Detect: review your tool list; any tool with delete, send, update, post in the name requires a confirmation gate.
Fix: add a confirm_action tool that requires explicit approval before destructive calls; treat confirmation as part of the guardrail stack.

Guardrail catches too aggressively, blocking legitimate requests
Why: input filters trained on harmful content patterns trigger on technical jargon ("execute", "inject", "exploit" in a coding context).
Detect: legitimate user requests are blocked at a rate >1%; users report false positives.
Fix: tune guardrail thresholds with domain-specific examples; add an allow-list for context-specific terminology.

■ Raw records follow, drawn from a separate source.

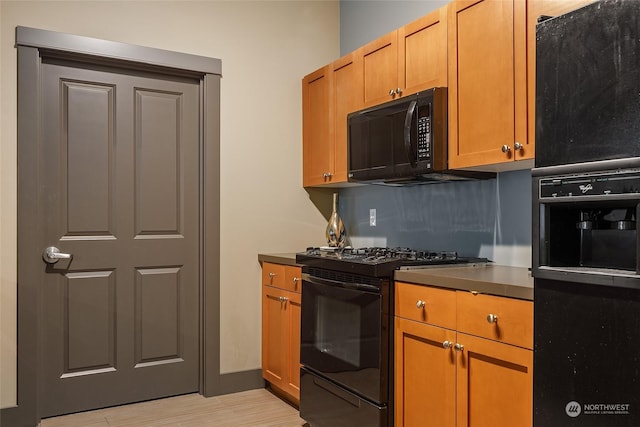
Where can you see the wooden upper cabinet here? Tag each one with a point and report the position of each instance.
(487, 83)
(407, 60)
(347, 96)
(422, 52)
(328, 95)
(380, 68)
(535, 9)
(317, 129)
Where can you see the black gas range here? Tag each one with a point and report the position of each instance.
(346, 336)
(378, 261)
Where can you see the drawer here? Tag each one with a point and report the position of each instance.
(497, 318)
(293, 278)
(426, 304)
(273, 274)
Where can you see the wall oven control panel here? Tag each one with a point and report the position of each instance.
(620, 182)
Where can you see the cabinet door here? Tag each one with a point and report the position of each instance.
(495, 387)
(535, 9)
(380, 62)
(425, 375)
(293, 364)
(317, 127)
(347, 97)
(274, 336)
(487, 81)
(422, 52)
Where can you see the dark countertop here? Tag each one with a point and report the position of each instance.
(512, 282)
(285, 259)
(501, 280)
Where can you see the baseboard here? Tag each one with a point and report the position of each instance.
(238, 381)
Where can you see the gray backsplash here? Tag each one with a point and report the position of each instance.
(471, 217)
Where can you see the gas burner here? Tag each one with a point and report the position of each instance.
(377, 261)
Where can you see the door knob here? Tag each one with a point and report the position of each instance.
(51, 255)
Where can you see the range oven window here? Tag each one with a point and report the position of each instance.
(338, 329)
(344, 334)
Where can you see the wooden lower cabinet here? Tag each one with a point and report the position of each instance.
(494, 384)
(425, 391)
(448, 378)
(281, 338)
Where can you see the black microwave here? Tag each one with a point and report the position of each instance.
(399, 140)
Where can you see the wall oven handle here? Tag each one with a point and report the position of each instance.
(328, 282)
(407, 133)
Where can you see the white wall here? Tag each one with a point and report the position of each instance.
(265, 47)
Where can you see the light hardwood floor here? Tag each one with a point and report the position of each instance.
(254, 408)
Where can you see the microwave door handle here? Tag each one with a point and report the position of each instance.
(407, 133)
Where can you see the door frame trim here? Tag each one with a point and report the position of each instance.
(32, 44)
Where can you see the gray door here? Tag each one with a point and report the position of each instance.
(119, 190)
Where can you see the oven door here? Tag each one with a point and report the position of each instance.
(344, 335)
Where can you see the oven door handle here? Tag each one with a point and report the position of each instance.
(328, 282)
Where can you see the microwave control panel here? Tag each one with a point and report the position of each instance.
(424, 138)
(621, 182)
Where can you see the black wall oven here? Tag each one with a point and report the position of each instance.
(344, 349)
(586, 202)
(346, 332)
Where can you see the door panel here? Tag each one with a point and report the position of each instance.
(90, 316)
(119, 189)
(87, 114)
(157, 174)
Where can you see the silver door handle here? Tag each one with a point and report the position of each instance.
(51, 255)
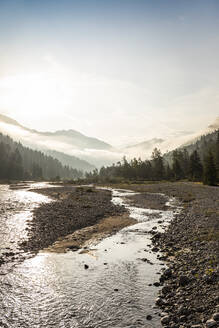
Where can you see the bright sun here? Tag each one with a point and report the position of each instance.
(36, 92)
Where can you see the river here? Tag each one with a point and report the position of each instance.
(55, 290)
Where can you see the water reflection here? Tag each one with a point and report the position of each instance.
(55, 290)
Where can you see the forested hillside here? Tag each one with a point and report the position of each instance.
(19, 162)
(196, 162)
(71, 161)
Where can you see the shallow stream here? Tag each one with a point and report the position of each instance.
(55, 290)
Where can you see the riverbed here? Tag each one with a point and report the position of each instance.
(110, 285)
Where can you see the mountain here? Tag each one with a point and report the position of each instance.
(145, 147)
(44, 141)
(22, 163)
(82, 152)
(201, 142)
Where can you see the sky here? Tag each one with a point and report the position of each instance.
(120, 70)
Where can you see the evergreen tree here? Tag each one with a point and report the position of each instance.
(210, 175)
(195, 166)
(157, 164)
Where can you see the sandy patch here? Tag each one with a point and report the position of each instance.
(91, 235)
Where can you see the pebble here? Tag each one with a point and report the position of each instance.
(165, 320)
(211, 323)
(215, 316)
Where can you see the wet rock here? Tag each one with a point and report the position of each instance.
(211, 323)
(156, 284)
(215, 316)
(159, 301)
(74, 248)
(165, 320)
(184, 280)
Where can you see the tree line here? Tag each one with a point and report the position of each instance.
(21, 163)
(197, 162)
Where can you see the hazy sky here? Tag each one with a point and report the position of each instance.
(119, 70)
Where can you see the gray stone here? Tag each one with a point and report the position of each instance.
(215, 316)
(165, 320)
(211, 323)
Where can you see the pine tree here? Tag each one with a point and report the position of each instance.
(157, 163)
(210, 174)
(195, 166)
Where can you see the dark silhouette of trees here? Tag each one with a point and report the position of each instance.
(22, 163)
(196, 162)
(195, 167)
(210, 173)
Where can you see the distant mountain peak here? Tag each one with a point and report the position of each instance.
(8, 120)
(215, 124)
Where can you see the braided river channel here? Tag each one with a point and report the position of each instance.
(54, 290)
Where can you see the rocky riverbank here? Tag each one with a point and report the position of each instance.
(189, 295)
(73, 208)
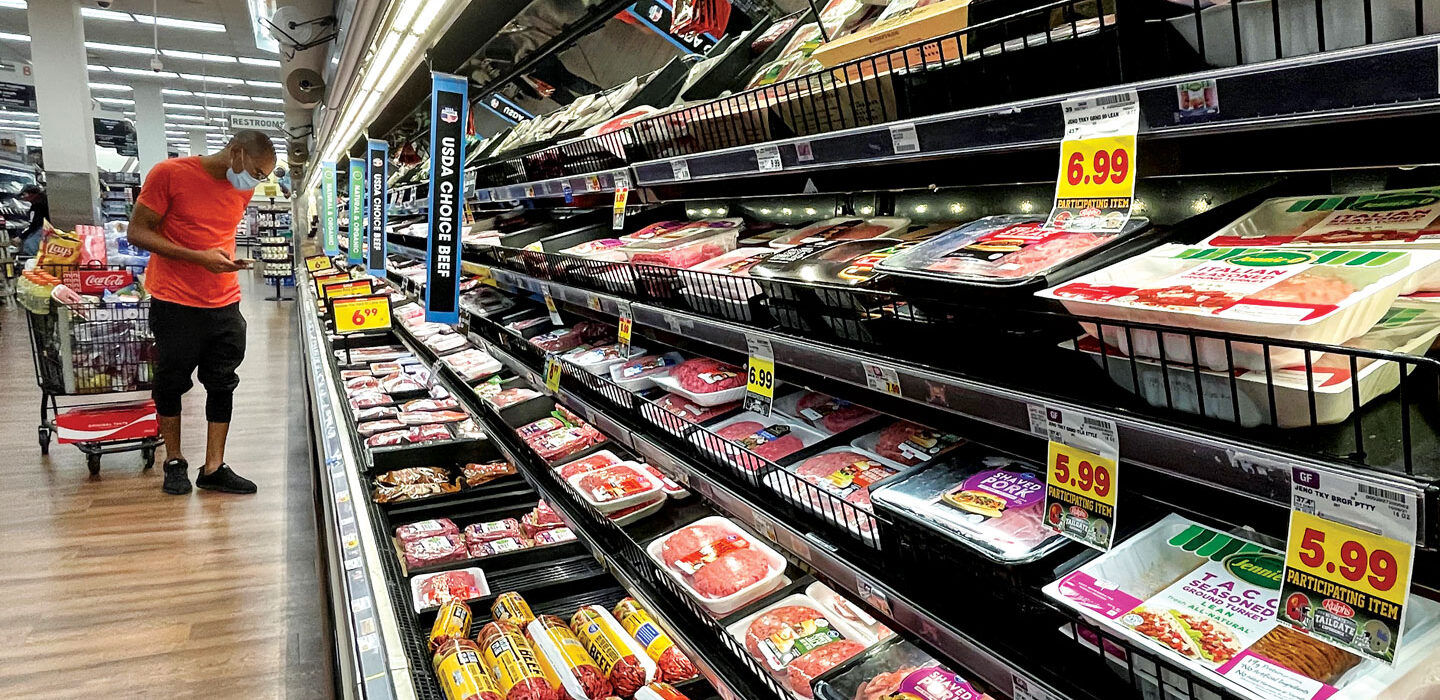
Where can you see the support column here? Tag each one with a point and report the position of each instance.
(62, 92)
(198, 143)
(150, 126)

Single-agent context fills with irrelevant tool results, degrading later decisions
Why: tool results are appended to the conversation; after 10+ tool calls, the context contains stale, contradictory, or irrelevant observations.
Detect: agent makes contradictory decisions mid-run; references tool results from 5+ steps ago when a fresher result exists.
Fix: summarise or prune old tool results; keep only the 3-5 most recent observations in active context.

Connections

Open Questions

  • At what task complexity does multi-agent consistently outperform a well-tooled single agent?
  • How do you calibrate the right HITL threshold — too many checkpoints destroy the value proposition, too few create risk?